Non entriamo nelle questioni del lavoro, che saranno proposte dai referendum dell’8-9 giugno. Argomento complesso: per dirne non a vanvera, necessita competenza. Chi scrive non l’ha, formulato l’ovvio auspicio a maggior sicurezza e minor precarietà. Dedichiamoci invece all’argomento cittadinanza, pur se in modo grossier: alla sempliciona. Come sapete, per ottenerla si punta a ridurre da dieci a cinque anni il periodo di residenza in Italia e si pretendono altri requisiti, a cominciare da una fedina penale immacolata.
Non si vede cosa ci sia di male (e quanto, al contrario, ce ne sia di bene) in quest’accorciamento che marcia al passo d’una società disegnata, per scelta o sorte, sul profilo sempre più multietnico. L’integrazione è in corso da anni e, alla maniera di tutti i processi sociali/culturali, chiede riguardo, cura, pazienza. Anche correzioni, se necessario. Una è di rendere meno difficile l’italianizzazione formale di quanti l’han sostanzialmente già ottenuta sul campo, andando a scuola, impiegandosi in lavori molteplici, contribuendo alla vita comunitaria. Non avvertono differenza di trattamento da compagni di banco o da sodali di fabbrica, negozio, bar, ristorante, ufficio eccetera.

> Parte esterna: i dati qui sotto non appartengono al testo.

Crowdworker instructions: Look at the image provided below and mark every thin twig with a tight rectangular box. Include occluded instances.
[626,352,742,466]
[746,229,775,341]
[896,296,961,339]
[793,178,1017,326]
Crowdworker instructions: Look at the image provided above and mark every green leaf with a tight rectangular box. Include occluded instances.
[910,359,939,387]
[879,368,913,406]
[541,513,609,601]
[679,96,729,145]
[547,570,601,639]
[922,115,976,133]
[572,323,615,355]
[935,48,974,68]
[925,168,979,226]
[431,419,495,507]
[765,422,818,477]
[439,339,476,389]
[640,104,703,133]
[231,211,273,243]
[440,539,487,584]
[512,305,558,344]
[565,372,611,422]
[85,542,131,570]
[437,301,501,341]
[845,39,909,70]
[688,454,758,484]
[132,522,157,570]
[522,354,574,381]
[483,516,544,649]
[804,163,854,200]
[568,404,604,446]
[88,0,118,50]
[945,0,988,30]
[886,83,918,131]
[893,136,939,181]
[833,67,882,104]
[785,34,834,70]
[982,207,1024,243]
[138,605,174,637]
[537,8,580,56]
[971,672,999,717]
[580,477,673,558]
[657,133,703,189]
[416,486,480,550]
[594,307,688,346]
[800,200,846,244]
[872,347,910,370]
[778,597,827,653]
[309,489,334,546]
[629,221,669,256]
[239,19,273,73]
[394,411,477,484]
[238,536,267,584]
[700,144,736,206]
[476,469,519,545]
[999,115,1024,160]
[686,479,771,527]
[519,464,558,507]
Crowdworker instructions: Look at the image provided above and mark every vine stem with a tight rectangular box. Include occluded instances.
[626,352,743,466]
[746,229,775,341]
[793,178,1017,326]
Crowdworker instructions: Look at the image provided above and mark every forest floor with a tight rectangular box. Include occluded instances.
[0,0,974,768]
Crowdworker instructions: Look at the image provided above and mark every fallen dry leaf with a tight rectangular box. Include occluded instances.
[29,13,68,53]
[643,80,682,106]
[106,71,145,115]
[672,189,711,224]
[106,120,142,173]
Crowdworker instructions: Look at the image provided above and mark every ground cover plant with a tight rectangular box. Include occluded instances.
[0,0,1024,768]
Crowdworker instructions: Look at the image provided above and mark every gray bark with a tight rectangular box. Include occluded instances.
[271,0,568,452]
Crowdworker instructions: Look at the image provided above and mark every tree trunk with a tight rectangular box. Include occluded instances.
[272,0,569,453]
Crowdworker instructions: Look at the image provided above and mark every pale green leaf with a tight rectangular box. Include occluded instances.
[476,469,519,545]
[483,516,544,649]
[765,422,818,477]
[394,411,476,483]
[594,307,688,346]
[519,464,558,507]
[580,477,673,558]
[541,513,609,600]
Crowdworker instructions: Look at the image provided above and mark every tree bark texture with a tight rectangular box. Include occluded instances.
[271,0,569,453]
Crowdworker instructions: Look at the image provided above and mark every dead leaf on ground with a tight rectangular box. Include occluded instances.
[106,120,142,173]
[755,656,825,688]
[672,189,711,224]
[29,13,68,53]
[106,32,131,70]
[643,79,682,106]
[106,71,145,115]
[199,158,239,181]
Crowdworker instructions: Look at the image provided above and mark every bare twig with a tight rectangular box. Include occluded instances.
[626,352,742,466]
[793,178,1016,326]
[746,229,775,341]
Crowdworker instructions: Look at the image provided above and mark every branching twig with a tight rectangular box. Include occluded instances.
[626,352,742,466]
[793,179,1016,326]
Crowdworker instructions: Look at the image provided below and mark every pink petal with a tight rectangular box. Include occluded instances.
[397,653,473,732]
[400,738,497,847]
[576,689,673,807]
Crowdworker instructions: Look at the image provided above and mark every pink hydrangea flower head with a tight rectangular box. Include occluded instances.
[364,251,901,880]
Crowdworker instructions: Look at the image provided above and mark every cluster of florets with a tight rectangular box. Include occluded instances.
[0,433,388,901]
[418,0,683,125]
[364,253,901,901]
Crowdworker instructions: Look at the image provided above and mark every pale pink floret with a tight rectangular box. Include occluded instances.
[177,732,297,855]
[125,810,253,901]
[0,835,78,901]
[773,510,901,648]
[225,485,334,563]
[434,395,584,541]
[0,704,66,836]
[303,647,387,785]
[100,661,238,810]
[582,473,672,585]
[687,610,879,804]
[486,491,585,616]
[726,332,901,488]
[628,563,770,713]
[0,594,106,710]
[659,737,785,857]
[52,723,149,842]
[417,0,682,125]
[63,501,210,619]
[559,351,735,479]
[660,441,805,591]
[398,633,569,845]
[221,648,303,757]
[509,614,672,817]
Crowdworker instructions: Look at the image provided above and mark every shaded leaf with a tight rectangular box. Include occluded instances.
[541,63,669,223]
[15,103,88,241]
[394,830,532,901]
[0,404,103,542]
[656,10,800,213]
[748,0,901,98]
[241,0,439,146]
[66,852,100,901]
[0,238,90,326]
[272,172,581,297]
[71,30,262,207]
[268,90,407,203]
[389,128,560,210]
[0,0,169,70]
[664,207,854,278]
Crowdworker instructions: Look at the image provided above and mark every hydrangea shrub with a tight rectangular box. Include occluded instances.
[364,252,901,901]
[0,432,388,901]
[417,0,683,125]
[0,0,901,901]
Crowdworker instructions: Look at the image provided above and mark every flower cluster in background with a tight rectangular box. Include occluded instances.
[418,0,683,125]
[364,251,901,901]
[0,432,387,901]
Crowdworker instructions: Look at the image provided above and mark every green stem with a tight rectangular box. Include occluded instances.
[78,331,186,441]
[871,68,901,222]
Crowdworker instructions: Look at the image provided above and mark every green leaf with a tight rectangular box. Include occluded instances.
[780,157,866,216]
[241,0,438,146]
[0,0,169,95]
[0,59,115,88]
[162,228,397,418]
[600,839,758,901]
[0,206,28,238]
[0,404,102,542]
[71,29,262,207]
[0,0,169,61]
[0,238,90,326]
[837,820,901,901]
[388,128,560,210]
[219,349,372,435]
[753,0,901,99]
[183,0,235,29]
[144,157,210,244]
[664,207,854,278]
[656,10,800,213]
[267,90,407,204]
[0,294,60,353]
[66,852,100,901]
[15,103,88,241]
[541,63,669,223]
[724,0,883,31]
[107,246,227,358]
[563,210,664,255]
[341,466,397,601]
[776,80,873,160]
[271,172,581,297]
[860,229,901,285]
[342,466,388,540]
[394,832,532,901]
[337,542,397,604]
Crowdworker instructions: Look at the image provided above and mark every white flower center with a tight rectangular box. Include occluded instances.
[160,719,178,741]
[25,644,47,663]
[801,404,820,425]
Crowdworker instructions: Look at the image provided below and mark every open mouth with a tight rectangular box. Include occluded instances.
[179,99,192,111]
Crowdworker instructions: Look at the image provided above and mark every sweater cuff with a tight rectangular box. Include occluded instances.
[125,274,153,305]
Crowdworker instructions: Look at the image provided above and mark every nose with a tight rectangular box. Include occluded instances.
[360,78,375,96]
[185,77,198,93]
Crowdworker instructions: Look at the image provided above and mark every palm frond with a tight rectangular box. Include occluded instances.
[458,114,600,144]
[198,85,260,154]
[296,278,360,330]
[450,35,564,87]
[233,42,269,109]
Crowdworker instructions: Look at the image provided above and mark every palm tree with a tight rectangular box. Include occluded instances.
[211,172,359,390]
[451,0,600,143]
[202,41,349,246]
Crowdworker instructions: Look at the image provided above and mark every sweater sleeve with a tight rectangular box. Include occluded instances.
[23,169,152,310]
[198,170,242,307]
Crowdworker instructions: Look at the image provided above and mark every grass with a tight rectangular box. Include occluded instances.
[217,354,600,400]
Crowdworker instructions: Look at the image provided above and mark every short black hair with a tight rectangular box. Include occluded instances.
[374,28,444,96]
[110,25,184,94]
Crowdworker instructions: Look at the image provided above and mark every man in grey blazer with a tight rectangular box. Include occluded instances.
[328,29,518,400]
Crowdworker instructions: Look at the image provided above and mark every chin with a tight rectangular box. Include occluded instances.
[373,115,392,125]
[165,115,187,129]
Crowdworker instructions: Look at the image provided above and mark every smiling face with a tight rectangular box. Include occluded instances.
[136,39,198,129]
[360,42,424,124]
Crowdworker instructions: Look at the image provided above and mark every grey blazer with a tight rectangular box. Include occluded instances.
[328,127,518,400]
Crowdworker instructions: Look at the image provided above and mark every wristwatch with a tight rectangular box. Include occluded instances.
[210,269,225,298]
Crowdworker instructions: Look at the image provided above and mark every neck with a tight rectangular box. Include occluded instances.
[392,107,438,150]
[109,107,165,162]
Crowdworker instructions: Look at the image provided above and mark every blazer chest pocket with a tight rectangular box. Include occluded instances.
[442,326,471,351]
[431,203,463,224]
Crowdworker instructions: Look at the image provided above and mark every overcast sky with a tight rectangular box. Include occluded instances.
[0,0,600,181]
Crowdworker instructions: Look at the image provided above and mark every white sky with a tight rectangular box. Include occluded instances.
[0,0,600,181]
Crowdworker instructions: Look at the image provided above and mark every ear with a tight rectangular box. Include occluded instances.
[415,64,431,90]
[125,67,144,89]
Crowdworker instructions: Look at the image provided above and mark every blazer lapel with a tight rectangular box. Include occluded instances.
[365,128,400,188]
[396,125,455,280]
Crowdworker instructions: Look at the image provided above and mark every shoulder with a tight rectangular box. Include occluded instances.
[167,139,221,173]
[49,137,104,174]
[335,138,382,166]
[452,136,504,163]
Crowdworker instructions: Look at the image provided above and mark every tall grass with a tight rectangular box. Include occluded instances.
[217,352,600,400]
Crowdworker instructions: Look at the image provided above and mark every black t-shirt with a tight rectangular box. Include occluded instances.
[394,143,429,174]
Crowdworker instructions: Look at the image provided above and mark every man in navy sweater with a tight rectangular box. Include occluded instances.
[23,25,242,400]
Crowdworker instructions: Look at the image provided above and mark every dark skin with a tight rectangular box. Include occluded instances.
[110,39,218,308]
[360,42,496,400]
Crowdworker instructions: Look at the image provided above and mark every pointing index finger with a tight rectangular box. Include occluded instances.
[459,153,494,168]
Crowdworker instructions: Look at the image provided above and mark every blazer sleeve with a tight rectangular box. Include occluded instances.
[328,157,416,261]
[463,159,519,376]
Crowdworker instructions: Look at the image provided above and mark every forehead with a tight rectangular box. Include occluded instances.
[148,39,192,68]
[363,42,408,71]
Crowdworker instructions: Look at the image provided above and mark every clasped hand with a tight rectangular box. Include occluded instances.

Salvo qualche rara e stolida eccezione, li si classifica in virtù della loro capacità e non della lingua d’origine o del colore della pelle. Sono degli eguali in un mondo egualitario, dove chi opera distinzioni che non siano di merito rappresenta la minoranza perdente nella partita con la contemporaneità. Oltre che col senso etico.
Va aggiunto che l’associarsi alla storia d’un popolo, alle sue abitudini, al processo evolutivo generale, si completa con la partecipazione degl’immigrati -entrati in età occupazionale- a versare contributi allo Stato. Non un rilievo marginale, quando si pensi che a pagare le tasse, tutte le tasse dovute, è solo il 17 per cento degl’italiani a fronte d’una quota d’evasori eternamente in progress. Dunque benvenuto chi aiuta a finanziare servizi vari, stipendi pubblici, pensioni, eccetera. Dando inoltre una spinta alla natalità, fenomeno in preoccupante decremento, con i danni che ne derivano.
Quindi non ci dovrebbero essere, non ci sono, dubbi sull’opportunità di render lecito oggi ciò che dovrebbe esserlo da tempo, se fossimo in una società capace di guardare indietro (la nostra massiccia emigrazione), di guardarsi attorno (la nostra difficoltà attuale), di guardare lontano (il nostro futuro di cittadini del pianeta). La multietnicità costituisce il valore aggiunto alla tradizione d’un Paese, avversarla non è difesa dei propri confini, ma attacco alla propria intelligenza. La stessa che suggerisce di votare comunque ai referendum, pur permettendo la legge di rifiutarvisi. Ma rifiutarvisi incoraggia lo sciagurato fenomeno dell’astensione, confermatosi alle recenti elezioni amministrative, con relativo indebolimento della democrazia. La peggiore delle fesserie.